Things I Have Gotten Wrong

Originally I trusted Animal Charity Evaluators and recommended them to others (although apparently I never wrote this down in public).  Later I realized they were making up numbers.

I used to think Raising for Effective Giving was a cost effective way to raise money for good charities.  I still think that, but now I know they’re negative utilitarians and what they’re doing now is maybe a wedge to nuking the entire world so no one can suffer more.

I thought Charity Science was a mess that would never do anything, until they produced a new charity that at least has the potential to be hugely effective.  At a minimum it is actually doing something, in a subculture that seems to respond to every problem by going meta.

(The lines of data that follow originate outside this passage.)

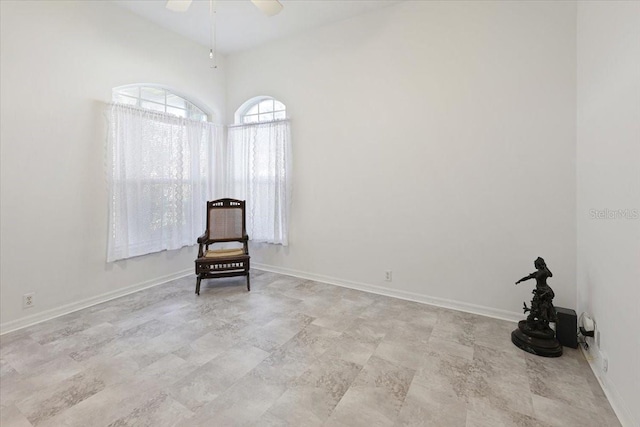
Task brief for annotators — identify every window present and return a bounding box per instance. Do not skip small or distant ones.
[227,97,291,246]
[107,86,221,261]
[113,85,207,122]
[236,97,287,123]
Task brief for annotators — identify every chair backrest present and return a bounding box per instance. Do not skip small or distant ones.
[207,199,247,240]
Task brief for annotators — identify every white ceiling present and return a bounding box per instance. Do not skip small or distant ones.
[112,0,403,54]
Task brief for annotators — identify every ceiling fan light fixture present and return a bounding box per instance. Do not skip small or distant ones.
[167,0,192,12]
[251,0,282,16]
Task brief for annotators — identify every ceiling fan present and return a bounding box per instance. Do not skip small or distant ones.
[167,0,283,16]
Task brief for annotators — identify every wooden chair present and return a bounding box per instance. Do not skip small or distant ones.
[196,199,251,295]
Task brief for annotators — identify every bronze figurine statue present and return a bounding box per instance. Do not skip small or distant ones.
[511,257,562,357]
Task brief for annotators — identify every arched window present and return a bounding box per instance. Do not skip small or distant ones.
[227,96,291,246]
[107,85,222,262]
[235,96,287,124]
[113,84,208,122]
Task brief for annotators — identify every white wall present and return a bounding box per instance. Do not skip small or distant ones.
[0,1,225,331]
[227,1,576,317]
[577,1,640,426]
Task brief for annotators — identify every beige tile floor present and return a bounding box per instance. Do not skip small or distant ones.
[0,271,619,427]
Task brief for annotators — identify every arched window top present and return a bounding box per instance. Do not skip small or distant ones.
[112,84,208,122]
[235,96,287,124]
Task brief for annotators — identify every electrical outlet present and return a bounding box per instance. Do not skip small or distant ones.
[22,292,36,308]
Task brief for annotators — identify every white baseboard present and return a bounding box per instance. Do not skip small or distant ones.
[0,269,193,335]
[580,339,640,427]
[251,263,522,322]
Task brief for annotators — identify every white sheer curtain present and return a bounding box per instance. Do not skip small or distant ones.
[107,104,223,262]
[227,120,291,246]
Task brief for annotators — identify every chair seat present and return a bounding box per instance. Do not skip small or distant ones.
[203,248,244,258]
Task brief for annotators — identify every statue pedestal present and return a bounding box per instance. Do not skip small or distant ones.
[511,320,562,357]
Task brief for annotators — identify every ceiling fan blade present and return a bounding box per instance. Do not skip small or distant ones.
[167,0,192,12]
[251,0,283,16]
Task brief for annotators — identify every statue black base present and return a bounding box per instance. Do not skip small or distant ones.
[511,320,562,357]
[511,257,562,357]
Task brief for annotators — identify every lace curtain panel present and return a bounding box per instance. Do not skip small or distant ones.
[107,104,223,262]
[227,120,291,246]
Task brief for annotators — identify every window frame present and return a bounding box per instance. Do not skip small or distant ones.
[111,83,212,122]
[234,96,288,125]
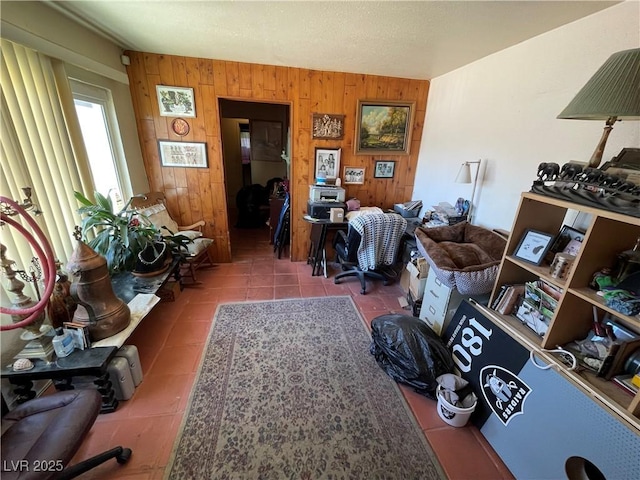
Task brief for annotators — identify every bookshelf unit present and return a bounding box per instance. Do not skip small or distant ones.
[483,192,640,431]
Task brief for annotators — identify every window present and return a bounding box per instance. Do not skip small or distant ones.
[69,80,131,209]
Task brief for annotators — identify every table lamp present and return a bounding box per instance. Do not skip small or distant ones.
[558,48,640,168]
[456,160,482,223]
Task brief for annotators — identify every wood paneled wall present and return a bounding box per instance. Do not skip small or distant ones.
[127,52,429,262]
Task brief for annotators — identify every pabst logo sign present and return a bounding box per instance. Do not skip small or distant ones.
[480,365,531,425]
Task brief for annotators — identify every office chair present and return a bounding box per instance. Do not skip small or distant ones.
[333,213,407,295]
[2,389,131,480]
[273,193,291,258]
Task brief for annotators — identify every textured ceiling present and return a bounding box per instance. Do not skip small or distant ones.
[49,0,619,79]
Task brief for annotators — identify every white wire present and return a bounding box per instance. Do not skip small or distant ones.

[In an ideal world I would have said this publicly before I started doing contract work for them, but I do have witnesses as to my mind change before then.]

I thought Tostan had nearly ended female genital cutting in Senegal.  I was wrong, and I could have learned I was wrong at any time by checking wikipedia.  They may still be making good strides and have been very cooperative in answering my questions, but I should not be being caught by surprise by wikipedia.  And I don’t even know if I still think poverty is important relative to existential risk.  Although I’m not sure how much I care about future humans either.

I thought epistemic spot checks would be really easy, but it turns out it doesn’t correlate much with how useful people find things.

I’m making this public so that “saving public faith in my judgement” or “present coherent position” stop being goals I can reasonably have, so I can focus on actually fixing the problem.   Everything on here is epistemic status: exploratory until further notice.

 

ETA: I’ve gotten some positive response to this, which is great, but not unexpected.  I would like to give props to my subculture/readership for being so consistently good about rewarding people for admitting big mistakes that even highly anxious me feels able to count on it.

 

5 thoughts on “Things I Have Gotten Wrong”

  1. > “Originally I trusted Animal Charity Evaluators[. …] Later I realized they were making up numbers.”

    “Making up numbers” is unfair. I’d agree ACE overstated the evidence on the 2014 leafleting report and that this was very misleading. I agree they also waited too long to fix it. There certainly are excuses for that, but it definitely was a mistake. However, ACE has not ever “made up numbers” in the sense that they fabricated numbers from thin air with no basis. I also think that their conclusions, while very uncertain, are still sound and certainly improve over a random “made up” process.

    > “I used to think Raising for Effective Giving was a cost effective way to raise money for good charities. I still think that, but now I know they’re negative utilitarians and what they’re doing now is maybe a wedge to nuking the entire world so no one can suffer more.”

    This also strikes me as unfair, unless you have a particular reason to think they have a pro-nuke stance.

    > “I thought Charity Science was a mess that would never do anything”

    Haha, I’m curious what made you think that? 🙂 I’m glad we changed your mind!

    (Relevant disclosure: I’m on the board of Animal Charity Evaluators and Charity Science. I’m speaking my own personal opinions here and not official positions of ACE and CS, etc.)

  2. Perhaps at another point we could have a discussion on the ACE numbers. For these particular purposes, me being 100% wrong would actually prove my meta point, which is that I keep learning things that change my mind.

    > Haha, I’m curious what made you think that?

    If I were going to be as pejorative as I was in the rest of the post? I was (and am) really skeptical of fundraising charities, and CS seemed to be seeing how often it could use effectiveness in a sentence. CS:H’s success has made me appreciate starting smaller so you can build skills and trust.